Sono del ’33, e ricordo bene quei famigerati giorni quando gli aerei anglo-americani passavano appesantiti dalle bombe per Salerno per dirigersi a Napoli.
Ero un ragazzino di dieci anni ed ero uso a contare gli aerei delle varie squadriglie. Si, quegli aerei andavano a Napoli per bombardarla, e tutti noi lo sapevamo, tanto è vero che mio padre che era napoletano, essendo preoccupato per la sorte dei propri stretti parenti che vivevano a Napoli, ebbe la tentazione di andarli a trovare per verificare se fossero rimasti incolumi dai numerosi bombardamenti. Ma il caso volle che proprio lui si salvò la vita per miracolo perché, avendo sentito la sirena d’allarme che preannunciava l’arrivo di aerei nemici, si precipitò ad occupare un posto in un più vicino rifugio antiaereo . Così, dopo le prime bombe, uscì dal rifugio per correre dai suoi parenti al Vasto e al Vomero .. Dopo pochi minuti giunse un’altra squadriglia , le cui bombe colpirono in pieno il rifugio dov’era stato, pochi minuti prima, mio padre . In quel rifugio morirono quasi tutti.
 
Non mi stanco di raccontare che quando passavano gli aerei nemici per il cielo di Salerno li contavo ad uno ad uno. Fu proprio in una di queste occasioni che , nell’indimenticabile 21 giugno del 1943, mentre ero appena rientrato dalla scuola di via Roccacocchia di Pastena, sentii il solito rumore cupo di squadriglie di aerei. Mia madre , per sfamarmi un po’ , aveva preparato un’insalata di patate bollite con pomodori e cipolle tritate, senza pane, non vedevo l’ora di partire in attacco con la forchetta quando fui appunto distolto dall’arnese per precipitarmi fuori e contare i soliti quadrimotori. Volavano ad ala di rondine come il solito, ed io che abitavo a fronte strada nazionale a pian terreno uscii di corsa per non perdere la conta, anche mia madre , per paura , era postata sulla soglia della porta, quando, all’improvviso, caddero numerose bombe a pochissime centinaia di passi da casa nostra. Mia madre rimase impalata tra i due stipiti della porta che, per via dello spostamento d’aria , non aveva la forza di staccarsi . Le bombe caddero un po’ alla rinfusa e i danni non furono da poco.. Ci riunimmo in famiglia e , dopo qualche ora, ci nascondemmo sotto il ponte di pisciotta che era appunto dirimpetto alla vecchia caserma dei carabinieri che sta tra Pastena e Mercatello. Aspettavamo un’altra ondata di bombardamenti e non ci eravamo sbagliati. Tra noi si era rifugiato anche il maresciallo dei carabinieri il quale apparve più pauroso di noi . Passata quella temibile giornata, decidemmo di trascorrere , assieme ad un’altra famiglia, la notte sotto gli agrumi in una terra nei pressi di Mercatello ,di proprietà di una certa Gesualda che conosceva mia madre per poi darci da fare l’indomani mattina.

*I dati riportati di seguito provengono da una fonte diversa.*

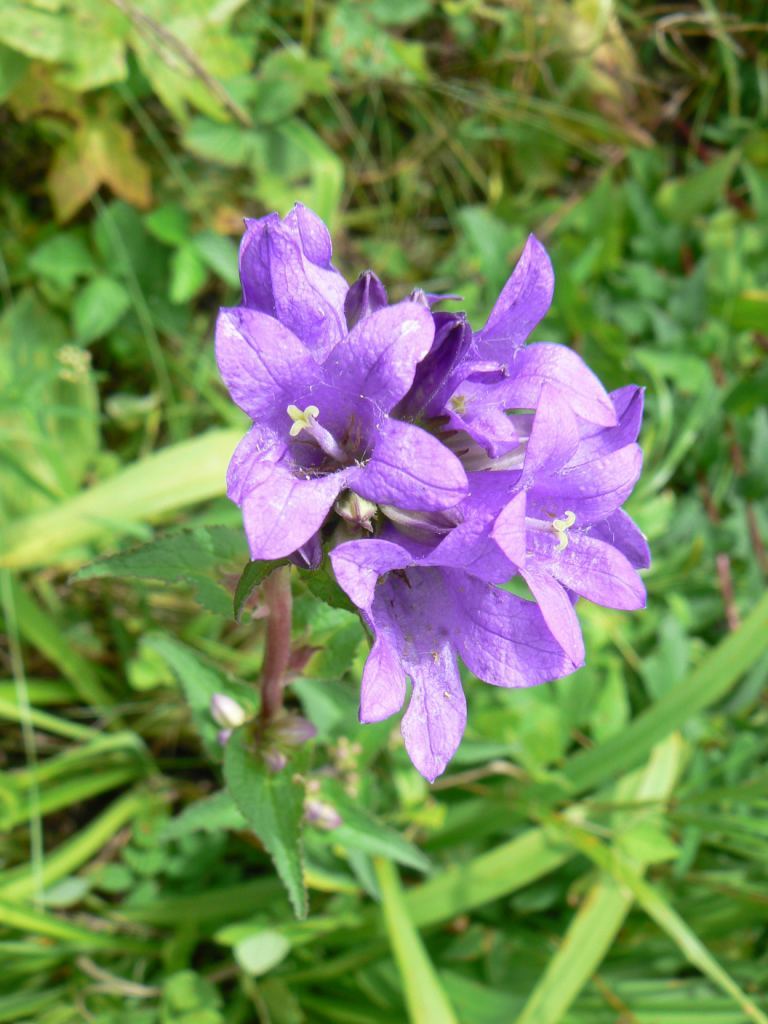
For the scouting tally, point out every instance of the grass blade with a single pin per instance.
(426, 1000)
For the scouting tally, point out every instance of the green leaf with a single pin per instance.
(188, 274)
(681, 199)
(61, 259)
(172, 478)
(98, 307)
(199, 681)
(169, 223)
(211, 814)
(425, 997)
(360, 830)
(252, 577)
(272, 803)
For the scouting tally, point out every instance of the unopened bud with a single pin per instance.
(275, 760)
(323, 815)
(355, 510)
(226, 712)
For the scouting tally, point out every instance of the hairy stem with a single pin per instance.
(276, 592)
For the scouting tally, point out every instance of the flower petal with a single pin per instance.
(532, 367)
(504, 639)
(411, 469)
(378, 358)
(433, 725)
(357, 565)
(620, 530)
(589, 567)
(592, 491)
(262, 363)
(557, 610)
(522, 303)
(554, 437)
(281, 511)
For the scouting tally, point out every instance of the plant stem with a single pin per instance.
(278, 597)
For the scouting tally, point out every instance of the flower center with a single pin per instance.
(561, 527)
(307, 421)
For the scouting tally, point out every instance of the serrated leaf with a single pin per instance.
(189, 555)
(199, 681)
(273, 806)
(252, 577)
(211, 814)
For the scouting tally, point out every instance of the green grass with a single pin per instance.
(597, 850)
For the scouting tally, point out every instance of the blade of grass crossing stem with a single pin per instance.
(39, 629)
(653, 903)
(172, 478)
(600, 916)
(426, 1000)
(712, 679)
(18, 884)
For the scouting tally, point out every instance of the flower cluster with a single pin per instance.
(434, 463)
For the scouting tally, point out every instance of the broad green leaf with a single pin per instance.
(98, 307)
(172, 478)
(360, 830)
(425, 997)
(210, 814)
(188, 274)
(199, 681)
(272, 803)
(252, 577)
(62, 258)
(196, 556)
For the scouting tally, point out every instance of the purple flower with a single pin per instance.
(286, 271)
(323, 427)
(564, 530)
(423, 612)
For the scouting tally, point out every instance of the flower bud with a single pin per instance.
(356, 511)
(226, 712)
(323, 815)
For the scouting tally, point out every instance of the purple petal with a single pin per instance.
(592, 491)
(263, 365)
(522, 303)
(440, 371)
(589, 567)
(535, 366)
(365, 297)
(281, 512)
(357, 565)
(620, 530)
(554, 437)
(433, 725)
(383, 686)
(411, 469)
(509, 529)
(378, 358)
(504, 639)
(557, 610)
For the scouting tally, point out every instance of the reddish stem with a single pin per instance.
(276, 594)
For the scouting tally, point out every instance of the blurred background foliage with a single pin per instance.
(597, 852)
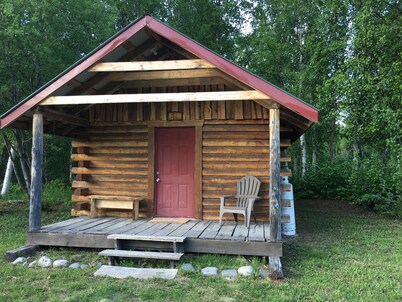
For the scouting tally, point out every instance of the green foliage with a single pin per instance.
(330, 180)
(55, 193)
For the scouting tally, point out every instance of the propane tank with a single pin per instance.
(288, 209)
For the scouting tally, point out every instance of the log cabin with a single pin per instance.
(162, 127)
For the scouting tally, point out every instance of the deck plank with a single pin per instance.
(167, 230)
(57, 225)
(256, 232)
(87, 226)
(125, 224)
(196, 230)
(138, 229)
(182, 229)
(211, 231)
(240, 233)
(76, 225)
(155, 227)
(226, 231)
(128, 227)
(100, 227)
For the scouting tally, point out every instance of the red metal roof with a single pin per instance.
(167, 32)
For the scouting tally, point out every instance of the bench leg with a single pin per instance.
(94, 212)
(136, 209)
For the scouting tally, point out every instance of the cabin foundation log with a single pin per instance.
(35, 200)
(274, 190)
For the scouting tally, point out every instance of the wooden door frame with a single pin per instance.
(197, 125)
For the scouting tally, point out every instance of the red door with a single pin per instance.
(175, 161)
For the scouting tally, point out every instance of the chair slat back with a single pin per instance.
(246, 187)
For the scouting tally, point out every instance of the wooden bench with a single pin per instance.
(115, 202)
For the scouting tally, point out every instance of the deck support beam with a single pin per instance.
(274, 189)
(35, 194)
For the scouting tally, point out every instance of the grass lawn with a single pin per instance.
(341, 253)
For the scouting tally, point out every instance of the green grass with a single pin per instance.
(341, 253)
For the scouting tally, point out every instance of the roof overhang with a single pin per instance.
(110, 49)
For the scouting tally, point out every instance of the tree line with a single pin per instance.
(341, 56)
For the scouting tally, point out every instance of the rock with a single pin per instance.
(74, 265)
(44, 261)
(33, 263)
(246, 270)
(209, 271)
(60, 263)
(188, 268)
(229, 273)
(263, 273)
(19, 260)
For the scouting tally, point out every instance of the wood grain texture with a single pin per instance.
(35, 201)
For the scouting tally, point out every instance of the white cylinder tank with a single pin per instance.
(288, 208)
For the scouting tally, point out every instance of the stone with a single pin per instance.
(246, 270)
(121, 272)
(19, 260)
(44, 261)
(188, 268)
(60, 263)
(33, 263)
(209, 271)
(263, 273)
(229, 273)
(74, 265)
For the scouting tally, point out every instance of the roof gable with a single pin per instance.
(108, 49)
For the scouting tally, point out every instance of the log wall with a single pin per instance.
(112, 155)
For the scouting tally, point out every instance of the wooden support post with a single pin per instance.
(274, 189)
(35, 194)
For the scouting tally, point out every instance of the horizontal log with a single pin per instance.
(117, 157)
(241, 143)
(235, 128)
(162, 75)
(107, 185)
(77, 144)
(119, 178)
(116, 129)
(237, 122)
(229, 157)
(113, 137)
(234, 143)
(235, 165)
(111, 150)
(154, 97)
(132, 193)
(150, 65)
(235, 150)
(114, 165)
(86, 171)
(65, 118)
(236, 135)
(173, 82)
(246, 172)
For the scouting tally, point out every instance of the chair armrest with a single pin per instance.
(223, 198)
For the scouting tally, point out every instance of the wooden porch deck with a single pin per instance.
(203, 236)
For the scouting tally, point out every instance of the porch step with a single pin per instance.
(142, 255)
(140, 273)
(146, 238)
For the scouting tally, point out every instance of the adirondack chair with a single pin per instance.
(247, 190)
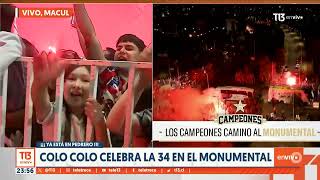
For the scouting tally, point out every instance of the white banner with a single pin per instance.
(149, 157)
(211, 131)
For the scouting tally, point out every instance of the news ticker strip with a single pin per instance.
(141, 170)
(228, 131)
(169, 1)
(165, 157)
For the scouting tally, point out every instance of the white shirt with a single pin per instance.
(10, 49)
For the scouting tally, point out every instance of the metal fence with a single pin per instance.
(95, 65)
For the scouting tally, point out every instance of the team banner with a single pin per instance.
(237, 129)
(90, 158)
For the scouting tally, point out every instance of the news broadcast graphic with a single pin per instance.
(64, 158)
(57, 58)
(236, 75)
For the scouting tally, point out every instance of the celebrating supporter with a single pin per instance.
(129, 48)
(78, 106)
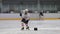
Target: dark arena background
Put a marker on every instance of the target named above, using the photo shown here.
(48, 23)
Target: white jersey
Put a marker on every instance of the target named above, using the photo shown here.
(26, 16)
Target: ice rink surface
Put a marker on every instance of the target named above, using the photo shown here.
(44, 27)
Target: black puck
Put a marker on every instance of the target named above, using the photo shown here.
(35, 29)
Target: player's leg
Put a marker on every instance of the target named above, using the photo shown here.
(22, 24)
(26, 23)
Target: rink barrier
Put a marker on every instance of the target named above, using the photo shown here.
(30, 19)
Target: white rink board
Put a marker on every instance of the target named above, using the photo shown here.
(32, 15)
(45, 27)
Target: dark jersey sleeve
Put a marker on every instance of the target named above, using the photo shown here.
(20, 14)
(41, 13)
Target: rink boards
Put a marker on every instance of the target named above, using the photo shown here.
(33, 16)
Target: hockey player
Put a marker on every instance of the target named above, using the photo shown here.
(25, 19)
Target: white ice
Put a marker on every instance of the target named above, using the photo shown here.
(44, 27)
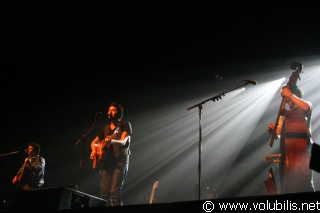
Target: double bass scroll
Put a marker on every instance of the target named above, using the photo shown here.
(292, 80)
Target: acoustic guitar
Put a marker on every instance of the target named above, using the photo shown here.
(97, 148)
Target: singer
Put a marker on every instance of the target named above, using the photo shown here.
(110, 151)
(294, 119)
(31, 174)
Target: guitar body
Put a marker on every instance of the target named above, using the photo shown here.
(294, 166)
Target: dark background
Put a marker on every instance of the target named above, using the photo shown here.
(62, 62)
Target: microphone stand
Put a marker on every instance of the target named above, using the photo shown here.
(80, 141)
(10, 153)
(199, 105)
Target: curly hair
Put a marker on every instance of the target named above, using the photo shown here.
(119, 108)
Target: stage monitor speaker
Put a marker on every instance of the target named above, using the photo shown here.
(54, 198)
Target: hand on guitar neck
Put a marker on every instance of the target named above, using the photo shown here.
(97, 148)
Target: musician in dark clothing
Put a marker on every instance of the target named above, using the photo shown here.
(31, 174)
(111, 150)
(296, 106)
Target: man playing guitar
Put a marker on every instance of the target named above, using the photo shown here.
(110, 151)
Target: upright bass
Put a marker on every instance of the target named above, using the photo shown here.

Era una notte di luna piena e noi ci sistemammo sotto gli alberi di mandarini. Le donne si ficcarono addosso le coperte scure e gli uomini, fumando qualche spinello di tabacco, ragionavano del più e del meno e per decidere dove sfollare l’indomani mattina, .
In quel momento sorvolò su di noi una squadriglia di aerei da combattimento nemica che, avendoci notato dall’alto, anche per via delle sigarette accese, e , forse, scambiandoci per militari, tornò indietro uno degli aerei e ci mitragliò. I colpi di mitraglia passarono a pochi centimetri dal mio corpo, e devo dire che fui davvero graziato da Dio perché, per qualche centimetro in meno risparmiai la vita. 
… Quella notte del 21 giugno del 1943, sempre in sintonia con il vicinato, pensammo di sfollare in un luogo lontano in montagna. C’era un vicino di casa che possedeva un cavallo e conosceva abbastanza bene i paesi di montagna ; ci consigliò di sfollare a Prepezzano e che lui ci avrebbe aiutato a trasferire, col suo carretto, qualche nostro mobile, materassi e qualche utile arnese da cucina. Fummo tutti d’accordo .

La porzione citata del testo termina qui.